When they received an invoice from InsureMe for $450 plus GST, John and Anna disputed their liability for any charge. John and Anna pointed out that Chris had made the first approach to them and said there would be no charge for his services. When John and Anna signed the disclosure form, they noted that the section that said “we prefer to pay fees for any services provided by the adviser while this agreement is in force” was deleted. Chris did not give them a copy of the disclosure statement at the meeting and in fact they did not receive it until some months later after they questioned the charge.

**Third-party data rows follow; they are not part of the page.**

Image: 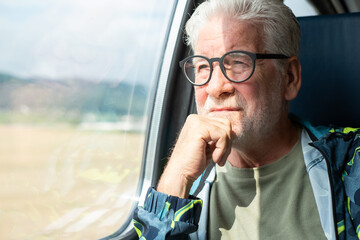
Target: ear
[284,56,301,101]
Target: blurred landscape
[0,73,148,240]
[0,73,148,124]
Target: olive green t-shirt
[208,133,326,240]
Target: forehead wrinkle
[195,17,264,57]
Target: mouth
[209,107,241,113]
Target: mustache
[203,95,246,113]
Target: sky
[0,0,173,84]
[0,0,316,83]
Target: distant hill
[0,73,148,124]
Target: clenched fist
[157,114,231,198]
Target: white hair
[185,0,300,56]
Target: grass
[0,124,144,240]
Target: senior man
[134,0,360,240]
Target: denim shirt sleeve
[133,188,202,240]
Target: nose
[206,64,235,98]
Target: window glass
[0,0,174,240]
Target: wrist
[157,170,194,198]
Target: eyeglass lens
[184,52,254,85]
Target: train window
[284,0,319,17]
[0,0,175,240]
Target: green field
[0,124,144,240]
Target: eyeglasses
[179,51,289,86]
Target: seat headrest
[290,13,360,127]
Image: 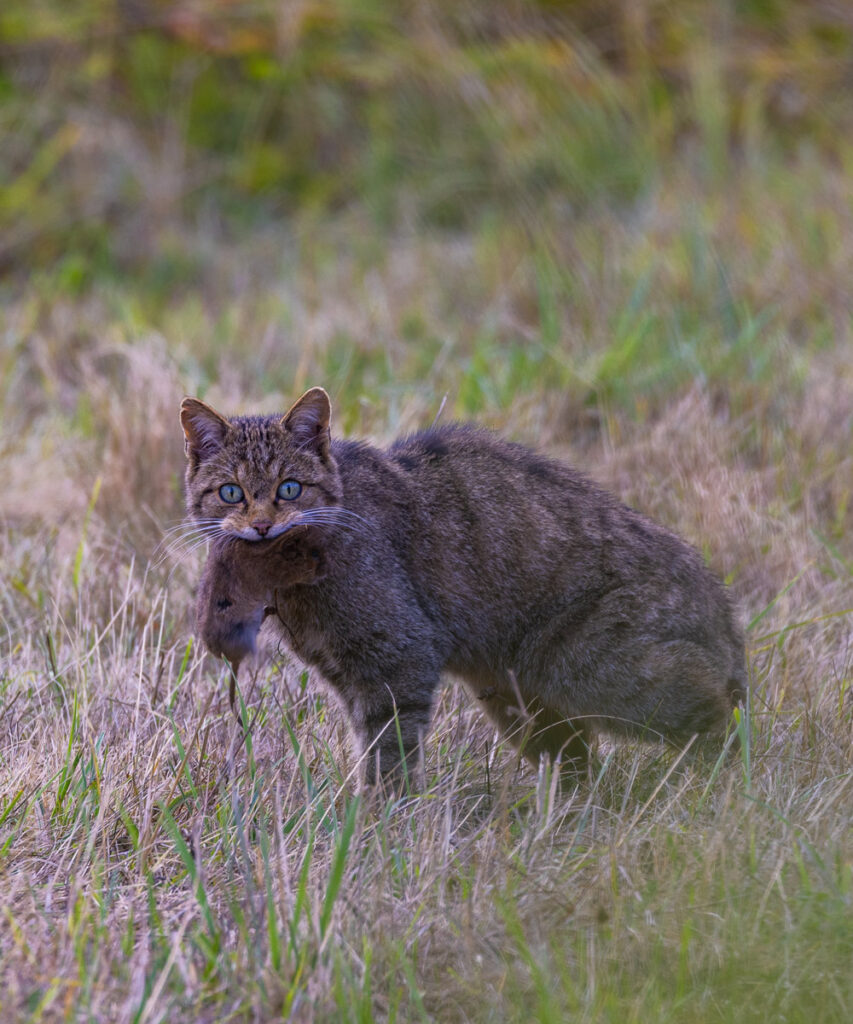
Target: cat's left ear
[180,398,230,460]
[282,387,332,459]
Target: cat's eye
[276,480,302,502]
[219,483,243,505]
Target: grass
[0,19,853,1024]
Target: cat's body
[182,389,745,773]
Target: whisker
[155,525,221,552]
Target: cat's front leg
[353,679,438,790]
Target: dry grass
[0,148,853,1024]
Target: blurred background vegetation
[0,0,853,301]
[0,0,853,536]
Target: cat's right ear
[180,398,228,461]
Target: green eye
[278,480,302,502]
[219,483,243,505]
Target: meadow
[0,0,853,1024]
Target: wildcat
[180,388,745,781]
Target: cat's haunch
[181,388,747,779]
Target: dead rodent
[196,526,323,671]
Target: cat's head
[180,387,341,541]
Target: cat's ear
[282,387,332,459]
[180,398,228,460]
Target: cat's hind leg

Chris of InsureMe confirmed he had made the first approach to John and Anna but it was the result of a referral from another company, not a cold call. Chris understood that John and Anna wanted to reduce their insurance premiums while retaining good cover. Before meeting with John and Anna, Chris emailed the company’s Scope of Service and Engagement agreement which includes the disclosure statement. Chris went through the document with John and Anna at the meeting and emailed a copy of the signed agreement a few days later. Chris said John and Anna should have been well aware of the clause stating that a fee may be payable if no business is transacted. Chris disagreed with John and Anna’s claim that he had told them there would be no fee payable. Chris felt that in view of the amount of work he had done, he was fully entitled to make the charge.
Once FSCL became involved, Chris reviewed his company’s decision. Because of the costs involved in an investigation, Chris decided to write off the fee in this case although he remained sure that the charge was a legitimate one. The complaint was resolved on that basis.